The two largest experiments, ATLAS and CMS, both have large scale farms close to filter the 1PB/s of data from each detector before sending it to the CERN computer centre for recording and analysis.
These High Level Trigger farms are over 1000 servers, each typically 12 core systems. During the upgrade of the LHC, these servers would be idle as there are no collisions. However, the servers are attached to CERN's technical network, which is isolated from the rest of CERN's network as this network is used for systems which are closely associated with the accelerator and other online systems. Thus, they could not easily be used for running physics programs since the data is not accessible from the technical network.

In view of this, the approach taken was to use a cloud with the virtual machines not being able to access the technical network. This allows strong isolation and makes it very easy to start/stop large numbers of programs at a time. During CMS's tests, they were starting/stopping 250VMs in a 5 minute period.

For the software selection, each experiment makes its own choices independent of the CERN IT department. However, both teams selected OpenStack as their cloud software. The ATLAS cloud was set up with the help of Brookhaven National Laboratories who are also running OpenStack in their centre. The CMS cloud was set up and run by two CMS engineers . 

For configuration management, ATLAS online teams were already using Puppet and CMS migrated from Quattor to Puppet during the course of the project. This allowed them to use the Stackforge Puppet modules, as we do in the CERN IT department.

Both the experiment clouds are now in production, running physics simulation and some data analysis programs that can fit within the constraints of limited local storage and network I/O to the computer centre.

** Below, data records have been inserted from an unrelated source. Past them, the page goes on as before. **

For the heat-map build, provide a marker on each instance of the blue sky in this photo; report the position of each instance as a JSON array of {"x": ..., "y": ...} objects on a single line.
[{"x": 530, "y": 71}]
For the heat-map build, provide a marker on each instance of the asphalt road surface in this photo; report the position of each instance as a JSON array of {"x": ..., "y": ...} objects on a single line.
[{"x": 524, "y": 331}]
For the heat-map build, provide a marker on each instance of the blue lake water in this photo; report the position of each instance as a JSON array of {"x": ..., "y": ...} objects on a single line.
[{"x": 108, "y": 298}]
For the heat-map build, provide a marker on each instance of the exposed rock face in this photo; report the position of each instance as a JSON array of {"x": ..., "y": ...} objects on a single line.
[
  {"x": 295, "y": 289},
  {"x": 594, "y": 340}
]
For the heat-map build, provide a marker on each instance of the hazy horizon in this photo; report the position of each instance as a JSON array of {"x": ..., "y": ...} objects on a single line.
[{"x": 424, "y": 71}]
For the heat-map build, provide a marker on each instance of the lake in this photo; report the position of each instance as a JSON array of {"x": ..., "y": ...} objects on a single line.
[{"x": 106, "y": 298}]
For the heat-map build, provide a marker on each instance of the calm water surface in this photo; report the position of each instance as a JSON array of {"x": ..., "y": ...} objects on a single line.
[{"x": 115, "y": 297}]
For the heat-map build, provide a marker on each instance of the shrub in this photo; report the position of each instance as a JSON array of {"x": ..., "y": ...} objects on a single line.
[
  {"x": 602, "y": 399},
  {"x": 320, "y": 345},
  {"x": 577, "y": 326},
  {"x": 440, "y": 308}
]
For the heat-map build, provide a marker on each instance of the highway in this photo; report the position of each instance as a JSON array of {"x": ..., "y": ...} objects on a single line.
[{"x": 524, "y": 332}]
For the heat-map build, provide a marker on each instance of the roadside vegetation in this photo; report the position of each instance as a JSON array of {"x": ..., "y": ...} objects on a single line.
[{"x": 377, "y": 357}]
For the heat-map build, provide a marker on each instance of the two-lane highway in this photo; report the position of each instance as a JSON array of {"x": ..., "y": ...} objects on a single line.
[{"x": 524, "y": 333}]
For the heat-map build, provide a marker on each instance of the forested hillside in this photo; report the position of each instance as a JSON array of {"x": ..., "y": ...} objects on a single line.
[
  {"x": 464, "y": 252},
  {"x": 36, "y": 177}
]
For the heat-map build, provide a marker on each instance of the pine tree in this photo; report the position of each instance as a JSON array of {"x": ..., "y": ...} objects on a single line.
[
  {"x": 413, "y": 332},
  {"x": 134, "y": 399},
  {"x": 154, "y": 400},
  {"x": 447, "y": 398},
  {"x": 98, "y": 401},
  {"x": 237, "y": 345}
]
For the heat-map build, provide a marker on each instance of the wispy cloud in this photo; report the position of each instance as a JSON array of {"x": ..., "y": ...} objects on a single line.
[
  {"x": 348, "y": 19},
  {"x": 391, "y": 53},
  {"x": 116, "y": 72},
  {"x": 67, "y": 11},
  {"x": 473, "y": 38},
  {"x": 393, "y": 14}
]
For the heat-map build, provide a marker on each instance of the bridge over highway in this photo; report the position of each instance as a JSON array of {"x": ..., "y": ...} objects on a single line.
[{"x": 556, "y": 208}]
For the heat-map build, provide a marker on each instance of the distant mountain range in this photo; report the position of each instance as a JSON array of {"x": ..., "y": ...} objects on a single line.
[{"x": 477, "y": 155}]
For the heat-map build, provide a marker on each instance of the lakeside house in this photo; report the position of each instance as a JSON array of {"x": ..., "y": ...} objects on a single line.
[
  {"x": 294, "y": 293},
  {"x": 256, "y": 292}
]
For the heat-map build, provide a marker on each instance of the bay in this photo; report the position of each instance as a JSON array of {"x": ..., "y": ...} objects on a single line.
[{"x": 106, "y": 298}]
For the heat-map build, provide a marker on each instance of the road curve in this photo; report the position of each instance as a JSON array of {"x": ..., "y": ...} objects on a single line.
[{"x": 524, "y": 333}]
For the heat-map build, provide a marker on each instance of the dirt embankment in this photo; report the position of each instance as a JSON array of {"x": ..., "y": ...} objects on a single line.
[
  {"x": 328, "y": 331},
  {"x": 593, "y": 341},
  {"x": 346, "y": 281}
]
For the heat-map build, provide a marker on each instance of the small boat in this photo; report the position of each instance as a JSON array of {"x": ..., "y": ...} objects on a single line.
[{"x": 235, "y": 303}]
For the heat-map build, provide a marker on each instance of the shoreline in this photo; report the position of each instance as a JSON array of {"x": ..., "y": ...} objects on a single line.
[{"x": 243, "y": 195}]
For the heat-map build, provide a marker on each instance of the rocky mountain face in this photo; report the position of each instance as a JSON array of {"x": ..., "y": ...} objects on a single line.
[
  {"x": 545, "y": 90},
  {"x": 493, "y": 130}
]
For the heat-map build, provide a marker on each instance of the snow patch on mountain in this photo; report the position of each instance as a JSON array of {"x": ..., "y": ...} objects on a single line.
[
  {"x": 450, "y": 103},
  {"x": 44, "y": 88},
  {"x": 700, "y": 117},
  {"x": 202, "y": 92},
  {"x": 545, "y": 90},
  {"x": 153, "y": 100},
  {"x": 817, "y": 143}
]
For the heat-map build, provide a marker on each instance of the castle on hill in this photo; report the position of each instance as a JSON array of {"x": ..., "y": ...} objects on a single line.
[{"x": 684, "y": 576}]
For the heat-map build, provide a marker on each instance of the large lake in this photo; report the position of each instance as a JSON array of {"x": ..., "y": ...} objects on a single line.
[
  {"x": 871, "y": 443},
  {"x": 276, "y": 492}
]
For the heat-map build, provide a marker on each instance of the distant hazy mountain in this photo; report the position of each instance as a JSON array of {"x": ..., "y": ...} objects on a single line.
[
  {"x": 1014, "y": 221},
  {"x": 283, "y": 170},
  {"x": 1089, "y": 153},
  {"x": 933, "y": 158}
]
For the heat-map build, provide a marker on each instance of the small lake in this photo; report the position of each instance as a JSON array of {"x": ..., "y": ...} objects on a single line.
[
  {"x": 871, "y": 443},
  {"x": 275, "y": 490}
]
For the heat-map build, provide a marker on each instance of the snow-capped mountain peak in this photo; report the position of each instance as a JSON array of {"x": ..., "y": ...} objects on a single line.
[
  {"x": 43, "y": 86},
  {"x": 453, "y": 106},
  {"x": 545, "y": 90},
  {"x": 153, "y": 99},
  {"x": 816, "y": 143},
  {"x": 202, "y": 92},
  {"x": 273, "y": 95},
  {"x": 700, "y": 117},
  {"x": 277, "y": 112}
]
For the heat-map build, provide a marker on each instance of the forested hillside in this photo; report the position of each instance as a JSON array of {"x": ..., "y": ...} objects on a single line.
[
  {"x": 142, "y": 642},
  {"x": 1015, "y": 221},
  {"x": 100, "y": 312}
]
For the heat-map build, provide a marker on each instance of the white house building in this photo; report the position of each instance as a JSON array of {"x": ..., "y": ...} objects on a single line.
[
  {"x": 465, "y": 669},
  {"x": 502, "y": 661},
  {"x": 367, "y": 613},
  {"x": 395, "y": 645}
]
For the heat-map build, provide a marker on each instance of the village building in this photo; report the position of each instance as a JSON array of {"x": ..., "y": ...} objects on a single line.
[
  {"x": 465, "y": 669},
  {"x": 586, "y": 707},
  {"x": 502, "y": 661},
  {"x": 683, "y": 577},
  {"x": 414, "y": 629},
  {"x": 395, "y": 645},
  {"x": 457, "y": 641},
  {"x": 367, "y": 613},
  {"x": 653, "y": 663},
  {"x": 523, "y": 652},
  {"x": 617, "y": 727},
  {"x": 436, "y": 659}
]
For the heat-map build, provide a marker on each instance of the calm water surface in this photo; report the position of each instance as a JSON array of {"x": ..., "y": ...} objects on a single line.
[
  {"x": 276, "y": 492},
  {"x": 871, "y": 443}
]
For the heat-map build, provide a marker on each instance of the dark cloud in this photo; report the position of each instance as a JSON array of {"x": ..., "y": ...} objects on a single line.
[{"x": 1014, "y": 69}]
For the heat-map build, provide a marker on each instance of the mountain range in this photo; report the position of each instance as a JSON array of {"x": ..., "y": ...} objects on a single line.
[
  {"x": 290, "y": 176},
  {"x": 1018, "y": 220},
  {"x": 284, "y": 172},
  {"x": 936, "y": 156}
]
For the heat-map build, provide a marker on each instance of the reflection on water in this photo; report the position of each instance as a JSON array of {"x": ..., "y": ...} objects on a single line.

Thus, the current CERN cloud capacities are as follows.

Cloud Hypervisors Cores
28,800 (HT)
CMS OOOO cloud
CERN IT Ibex and Grizzly clouds
20,952 (HT)

This makes over 60,000 cores in total managed by OpenStack and Puppet at CERN.  With hyper-thread cores on both AMD and Intel CPUs, it is always difficult to judge exactly how much extra performance is achieved, thus my estimate of an effective delivery of 50,000 cores in total.

While the CERN IT cloud is currently only 20,000 cores, we are currently installing around 100 hypervisors a week in the two data centres in Geneva and Budapest so we would expect the cores in this area to significantly grow in the next 18 months as we are aiming for 300,000 cores in 2015.